Brand Teams have recently become intoxicated with idea of positioning themselves as a ‘challenger brand,’ with the expressed goal of becoming the disruptor in an established category. This approach is frequently built on the logic that the presence of a unique endpoint or a numerical improvement in an established endpoint from the pivotal trial(s) can easily end the reign of a trusted brand leader.

A disruptor approach can be effective, but it’s important to realize that you and your competitor’s pivotal data is only the first input to physicians’ ultimate perceptions and positioning of your respective brands. In the real world, physicians will consider your clinical data and promotional claims, but they will also augment that information with their and their patients’ personal experience with your brands. While your brand may have what appears to be an impressive numerical improvement or a unique, more stringent endpoint vs. the trusted brand leader, you must consider that their status is also on based on the outcomes of hundreds, maybe thousands of prescribing events.

Given this dynamic, the launch distruptor strategy is often met with apathy from physicians, because they give the benefit of the doubt to the trusted leader brand. They let their own significant positive personal experience fill in any data gaps identified by the challenger brand, which ultimately negates the team’s efforts to establish clincial differentiation. We also frequently see challenger brands accelerate the failure of this approach by trying to force a strong emotional connection that rivals the leader brand’s from the outset.

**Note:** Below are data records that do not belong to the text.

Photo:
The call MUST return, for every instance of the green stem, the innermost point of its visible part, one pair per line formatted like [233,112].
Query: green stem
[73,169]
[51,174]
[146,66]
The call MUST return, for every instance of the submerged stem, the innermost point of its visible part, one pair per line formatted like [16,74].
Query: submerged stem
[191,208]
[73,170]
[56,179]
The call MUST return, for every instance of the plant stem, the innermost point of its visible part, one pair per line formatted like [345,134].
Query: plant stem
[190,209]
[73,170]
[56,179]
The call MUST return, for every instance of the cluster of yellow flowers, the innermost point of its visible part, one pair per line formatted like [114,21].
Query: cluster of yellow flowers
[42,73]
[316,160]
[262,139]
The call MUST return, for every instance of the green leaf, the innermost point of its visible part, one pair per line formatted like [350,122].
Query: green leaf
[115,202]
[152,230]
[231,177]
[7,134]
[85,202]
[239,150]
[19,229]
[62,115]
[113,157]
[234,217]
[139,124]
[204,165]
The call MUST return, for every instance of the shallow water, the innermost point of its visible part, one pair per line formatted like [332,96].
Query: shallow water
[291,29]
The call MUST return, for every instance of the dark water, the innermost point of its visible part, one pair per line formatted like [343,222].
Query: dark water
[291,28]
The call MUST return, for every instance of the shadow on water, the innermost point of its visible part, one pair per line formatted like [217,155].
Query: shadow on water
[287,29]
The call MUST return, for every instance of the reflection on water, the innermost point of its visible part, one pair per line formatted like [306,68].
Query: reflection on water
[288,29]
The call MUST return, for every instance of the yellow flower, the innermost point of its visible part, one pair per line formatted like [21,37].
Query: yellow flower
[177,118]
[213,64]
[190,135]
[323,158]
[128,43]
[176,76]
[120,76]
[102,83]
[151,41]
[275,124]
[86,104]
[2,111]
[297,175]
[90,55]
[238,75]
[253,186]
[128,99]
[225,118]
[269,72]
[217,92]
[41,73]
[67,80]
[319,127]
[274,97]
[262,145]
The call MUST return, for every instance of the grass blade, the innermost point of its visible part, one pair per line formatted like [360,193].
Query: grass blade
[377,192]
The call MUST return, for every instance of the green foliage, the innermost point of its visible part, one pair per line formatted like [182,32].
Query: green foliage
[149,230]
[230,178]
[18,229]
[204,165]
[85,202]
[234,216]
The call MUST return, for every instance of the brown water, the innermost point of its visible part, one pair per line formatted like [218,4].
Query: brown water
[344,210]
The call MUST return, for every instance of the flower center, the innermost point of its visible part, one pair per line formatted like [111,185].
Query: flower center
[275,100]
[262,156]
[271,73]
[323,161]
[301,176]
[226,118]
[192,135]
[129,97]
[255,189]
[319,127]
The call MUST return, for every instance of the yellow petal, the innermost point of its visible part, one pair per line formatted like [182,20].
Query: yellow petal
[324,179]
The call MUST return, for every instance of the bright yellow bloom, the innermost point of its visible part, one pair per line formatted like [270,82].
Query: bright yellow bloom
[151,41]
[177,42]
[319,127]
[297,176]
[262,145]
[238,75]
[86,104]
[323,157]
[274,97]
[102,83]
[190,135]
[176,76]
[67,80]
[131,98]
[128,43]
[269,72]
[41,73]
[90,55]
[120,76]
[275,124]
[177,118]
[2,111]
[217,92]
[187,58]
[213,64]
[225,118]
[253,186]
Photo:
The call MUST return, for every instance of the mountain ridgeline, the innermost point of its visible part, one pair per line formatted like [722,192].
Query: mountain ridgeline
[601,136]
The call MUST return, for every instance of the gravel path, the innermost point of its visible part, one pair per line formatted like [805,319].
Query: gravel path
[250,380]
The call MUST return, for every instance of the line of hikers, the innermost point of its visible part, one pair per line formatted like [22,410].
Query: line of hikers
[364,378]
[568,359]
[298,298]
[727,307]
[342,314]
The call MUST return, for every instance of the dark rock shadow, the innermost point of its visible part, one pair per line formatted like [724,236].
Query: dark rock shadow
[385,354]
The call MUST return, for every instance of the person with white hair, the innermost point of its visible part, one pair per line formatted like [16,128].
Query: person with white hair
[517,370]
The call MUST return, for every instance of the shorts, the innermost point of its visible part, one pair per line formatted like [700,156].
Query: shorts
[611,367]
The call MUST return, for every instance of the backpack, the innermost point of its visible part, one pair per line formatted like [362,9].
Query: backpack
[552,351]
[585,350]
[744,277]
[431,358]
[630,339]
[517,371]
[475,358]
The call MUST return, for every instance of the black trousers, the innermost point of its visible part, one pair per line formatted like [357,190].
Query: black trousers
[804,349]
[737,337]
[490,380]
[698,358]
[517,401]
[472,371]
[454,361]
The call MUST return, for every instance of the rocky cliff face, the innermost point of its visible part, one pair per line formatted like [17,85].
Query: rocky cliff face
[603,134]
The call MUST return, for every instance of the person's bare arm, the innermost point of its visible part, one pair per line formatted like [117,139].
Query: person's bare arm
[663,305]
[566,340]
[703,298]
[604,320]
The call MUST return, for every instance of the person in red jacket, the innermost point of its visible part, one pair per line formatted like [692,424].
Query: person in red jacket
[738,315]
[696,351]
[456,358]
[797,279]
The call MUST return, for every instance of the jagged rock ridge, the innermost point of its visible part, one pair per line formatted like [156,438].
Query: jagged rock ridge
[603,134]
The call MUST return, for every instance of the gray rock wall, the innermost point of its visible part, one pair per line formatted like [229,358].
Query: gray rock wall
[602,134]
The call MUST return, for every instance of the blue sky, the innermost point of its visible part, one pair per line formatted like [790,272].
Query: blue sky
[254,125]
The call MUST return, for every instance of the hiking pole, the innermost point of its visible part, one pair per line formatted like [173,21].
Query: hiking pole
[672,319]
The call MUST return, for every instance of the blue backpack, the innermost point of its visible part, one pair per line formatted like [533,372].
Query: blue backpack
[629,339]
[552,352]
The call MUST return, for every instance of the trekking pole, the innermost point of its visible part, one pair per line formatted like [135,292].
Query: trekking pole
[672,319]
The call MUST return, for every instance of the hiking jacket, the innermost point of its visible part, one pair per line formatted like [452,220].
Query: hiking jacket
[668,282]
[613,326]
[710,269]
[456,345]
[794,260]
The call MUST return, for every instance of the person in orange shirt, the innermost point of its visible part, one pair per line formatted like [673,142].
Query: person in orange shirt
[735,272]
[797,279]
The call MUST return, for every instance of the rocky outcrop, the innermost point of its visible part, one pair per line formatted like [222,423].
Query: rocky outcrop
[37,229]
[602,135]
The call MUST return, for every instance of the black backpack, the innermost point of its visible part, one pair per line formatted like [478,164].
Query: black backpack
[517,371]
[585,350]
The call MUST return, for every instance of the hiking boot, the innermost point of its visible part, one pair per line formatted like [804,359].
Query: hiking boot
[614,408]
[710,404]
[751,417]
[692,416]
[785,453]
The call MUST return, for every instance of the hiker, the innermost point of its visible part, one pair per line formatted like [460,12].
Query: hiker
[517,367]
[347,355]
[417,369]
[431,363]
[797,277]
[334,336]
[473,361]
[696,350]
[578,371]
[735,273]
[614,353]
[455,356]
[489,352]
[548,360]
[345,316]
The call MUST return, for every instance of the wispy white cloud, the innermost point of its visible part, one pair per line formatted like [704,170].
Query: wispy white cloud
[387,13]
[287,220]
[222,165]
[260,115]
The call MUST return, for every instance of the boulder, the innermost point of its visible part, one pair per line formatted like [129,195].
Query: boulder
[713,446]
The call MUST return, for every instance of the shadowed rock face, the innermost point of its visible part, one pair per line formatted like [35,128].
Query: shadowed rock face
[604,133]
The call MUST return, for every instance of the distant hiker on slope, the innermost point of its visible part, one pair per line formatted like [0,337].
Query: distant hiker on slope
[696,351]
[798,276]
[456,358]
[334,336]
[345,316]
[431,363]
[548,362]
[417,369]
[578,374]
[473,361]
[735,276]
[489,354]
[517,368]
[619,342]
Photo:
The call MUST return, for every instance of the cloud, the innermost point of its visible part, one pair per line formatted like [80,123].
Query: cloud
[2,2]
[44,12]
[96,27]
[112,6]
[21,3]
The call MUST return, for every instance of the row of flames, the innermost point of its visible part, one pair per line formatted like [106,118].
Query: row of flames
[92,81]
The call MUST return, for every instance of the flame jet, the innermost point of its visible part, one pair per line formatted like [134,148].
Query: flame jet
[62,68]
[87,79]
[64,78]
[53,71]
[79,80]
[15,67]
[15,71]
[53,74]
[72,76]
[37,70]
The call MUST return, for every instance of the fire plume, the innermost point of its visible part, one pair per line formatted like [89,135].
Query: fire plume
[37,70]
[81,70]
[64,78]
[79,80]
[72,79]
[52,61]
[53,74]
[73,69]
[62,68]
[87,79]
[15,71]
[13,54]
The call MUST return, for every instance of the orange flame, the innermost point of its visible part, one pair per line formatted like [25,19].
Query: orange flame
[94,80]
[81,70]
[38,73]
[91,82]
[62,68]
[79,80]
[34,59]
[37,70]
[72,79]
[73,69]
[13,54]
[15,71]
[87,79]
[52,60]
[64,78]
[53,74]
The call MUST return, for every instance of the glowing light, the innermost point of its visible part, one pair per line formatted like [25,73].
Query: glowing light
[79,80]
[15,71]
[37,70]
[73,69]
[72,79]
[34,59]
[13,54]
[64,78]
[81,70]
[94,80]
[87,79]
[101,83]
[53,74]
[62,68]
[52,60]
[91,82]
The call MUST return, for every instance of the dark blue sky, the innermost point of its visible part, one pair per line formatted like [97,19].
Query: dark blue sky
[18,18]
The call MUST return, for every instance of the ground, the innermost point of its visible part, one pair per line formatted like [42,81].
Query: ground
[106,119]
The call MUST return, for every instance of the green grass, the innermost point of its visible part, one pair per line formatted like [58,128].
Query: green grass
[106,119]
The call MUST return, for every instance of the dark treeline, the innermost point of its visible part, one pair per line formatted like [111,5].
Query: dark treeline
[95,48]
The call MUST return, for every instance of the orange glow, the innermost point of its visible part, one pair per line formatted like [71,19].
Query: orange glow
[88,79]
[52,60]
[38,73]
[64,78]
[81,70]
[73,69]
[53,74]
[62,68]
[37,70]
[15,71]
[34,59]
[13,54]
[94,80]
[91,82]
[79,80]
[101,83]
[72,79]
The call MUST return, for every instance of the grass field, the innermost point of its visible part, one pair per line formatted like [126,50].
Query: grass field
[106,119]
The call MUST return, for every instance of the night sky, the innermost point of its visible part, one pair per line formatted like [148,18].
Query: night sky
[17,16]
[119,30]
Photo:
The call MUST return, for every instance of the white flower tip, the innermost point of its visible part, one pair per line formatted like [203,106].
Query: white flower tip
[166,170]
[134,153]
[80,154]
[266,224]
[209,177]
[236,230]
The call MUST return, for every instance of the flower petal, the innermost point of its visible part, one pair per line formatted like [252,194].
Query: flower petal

So, how do you overcome this phenomenon?

  1. Assume nothing when it comes to the uniqueness of your data and conduct market research to understand whether physicians believe that only your brand (and not their trusted brand) can claim ownership of a new data point or that your data represents a clinically meaningful improvement over their current standard
  2. Utilize your brand positioning development process to identify the key functional benefit(s) that you can consistently promise and deliver upon while simultaneously exploring the emotive spaces this can lead to over time
  3. Create a plan to track real world experiences with your brand to gauge alignment between the experience necessary to support your desired positioning and what physicians are actually experiencing with their patients in the real world
  4. Lastly, Brand Teams (and the entire organization) need to get comfortable making target physicians uncomfortable with the status quo. As a disruptor trying to drive a specific change in long-standing behavior, you need to challenge the physician on what he or she is doing every day.

This challenger mindset starts with your internal team dynamics and should manifest in all your brand engagements. If you can’t get comfortable challenging the way your company or team has always done things, then it is unlikely you will find comfort challenging the physician beliefs and behaviors necessary to become a true challenger brand. If you attempt to become a challenger brand in name only, you should get comfortable with a slow launch trajectory.